DESDE LO PROFUNDO DE LA TIERRA

Pensar. Escribir palabras que el sistema aún no puede descodificar. Hablar entre cuatro paredes, en habitaciones que devuelven el eco de ag...

jueves, 30 de abril de 2026

El Eco del Trono

 


La atmósfera en Nairobi no se respiraba; se masticaba. Era una mezcla de polvo rojo, incienso barato y la electricidad estática de miles de gargantas implorando un milagro. En el centro de aquel remolino estaba Mary, la kiti. Sus manos, antes acostumbradas a la azada, ahora sostenían el cuero gastado de una Biblia como si fuera un pararrayos.

Samuel, con la libreta escondida y el cinismo tatuado en el alma, observaba desde la periferia. Para él, Mary no era más que un síntoma de una modernidad fallida, un refugio para aquellos a quienes la medicina oficial había dado la espalda. Había venido a certificar un fraude, a diseccionar la puesta en escena.

—Mi hijo, Mami Mary —mintió Samuel, arrodillándose con la impostada humildad de un penitente—. Murió en el valle. Solo me queda este retrato.

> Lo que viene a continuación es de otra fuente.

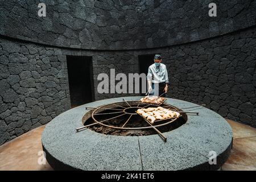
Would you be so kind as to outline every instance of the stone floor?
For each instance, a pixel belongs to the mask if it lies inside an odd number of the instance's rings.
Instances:
[[[233,134],[232,154],[222,170],[256,171],[256,129],[227,120]],[[41,134],[44,126],[38,127],[0,146],[0,170],[52,170],[42,160]]]

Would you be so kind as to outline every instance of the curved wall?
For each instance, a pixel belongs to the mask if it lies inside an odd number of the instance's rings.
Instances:
[[[38,16],[39,2],[46,17]],[[256,1],[1,1],[0,34],[47,45],[134,49],[175,45],[255,24]]]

Le entregó la fotografía de un hombre joven, de mirada errante. Era un criminal de poca monta, vivo y oculto en las barriadas de Kibera. Samuel esperaba el silencio, el titubeo o, mejor aún, el teatro vacío.

El Golpe de la Palabra

Mary no lo miró a él; miró el papel. Sus ojos parecían observar algo detrás de la emulsión fotográfica, una geografía que Samuel no podía cartografiar con su razón weberiana. Ella alzó la Biblia. El impacto contra la foto no sonó a papel, sino a hueso rompiéndose.

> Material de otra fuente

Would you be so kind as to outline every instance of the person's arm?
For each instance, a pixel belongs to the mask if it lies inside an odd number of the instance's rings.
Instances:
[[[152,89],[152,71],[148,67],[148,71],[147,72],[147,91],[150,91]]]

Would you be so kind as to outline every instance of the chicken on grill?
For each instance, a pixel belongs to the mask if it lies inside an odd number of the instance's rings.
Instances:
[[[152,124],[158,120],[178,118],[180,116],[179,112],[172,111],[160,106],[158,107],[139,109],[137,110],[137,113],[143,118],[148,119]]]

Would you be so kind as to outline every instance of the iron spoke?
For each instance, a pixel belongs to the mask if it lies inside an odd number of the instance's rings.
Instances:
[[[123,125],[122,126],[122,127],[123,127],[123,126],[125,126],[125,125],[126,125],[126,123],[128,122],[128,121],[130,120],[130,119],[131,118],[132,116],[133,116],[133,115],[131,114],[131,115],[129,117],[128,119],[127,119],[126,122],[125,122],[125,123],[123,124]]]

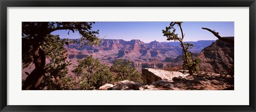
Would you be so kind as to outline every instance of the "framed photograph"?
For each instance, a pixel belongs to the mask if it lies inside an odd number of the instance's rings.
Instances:
[[[255,0],[0,3],[1,111],[255,111]]]

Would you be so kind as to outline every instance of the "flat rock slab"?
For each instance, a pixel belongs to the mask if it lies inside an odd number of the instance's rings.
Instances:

¡Levántate del polvo! —rugió ella.

En ese instante, a kilómetros de allí, el hombre de la foto —que en ese momento bebía cerveza tibia en un callejón— cayó al suelo. No por un infarto, sino por una invasión. Sintió cómo una voluntad ajena le reconstruía los pulmones, cómo una luz violenta le obligaba a existir de una forma nueva. El poder no buscaba un cadáver; buscaba un recipiente.

La Paradoja de la Gracia

Samuel vio el sudor perlar la frente de Mary. Vio su cansancio absoluto, una fatiga que no podía ser fingida. El periodista sintió un escalofrío: el "milagro" había ocurrido, pero sobre una mentira. La maquinaria divina se había puesto en marcha sin filtro moral, respondiendo a la autoridad del trono, no a la veracidad del peticionario.

—¿Sientes su aliento? —susurró Mary, devolviéndole la foto.

Samuel retrocedió. La imagen del hombre en el papel parecía haber cambiado; los ojos, antes apagados, ahora ardían con una intensidad insoportable. El periodista comprendió con horror que había activado una fuerza que no creía que existiera, y que al hacerlo, había condenado a un vivo a cargar con una resurrección que no le correspondía.

Mary cerró los ojos, agotada. No sabía que había sido engañada, pero el poder, ciego y absoluto, no necesitaba la verdad para ser real. Solo necesitaba un canal. Y en ese pequeño rincón de Nairobi, la razón de Samuel acababa de morir, justo cuando un hombre inocente empezaba a vivir una vida que ya no le pertenecía.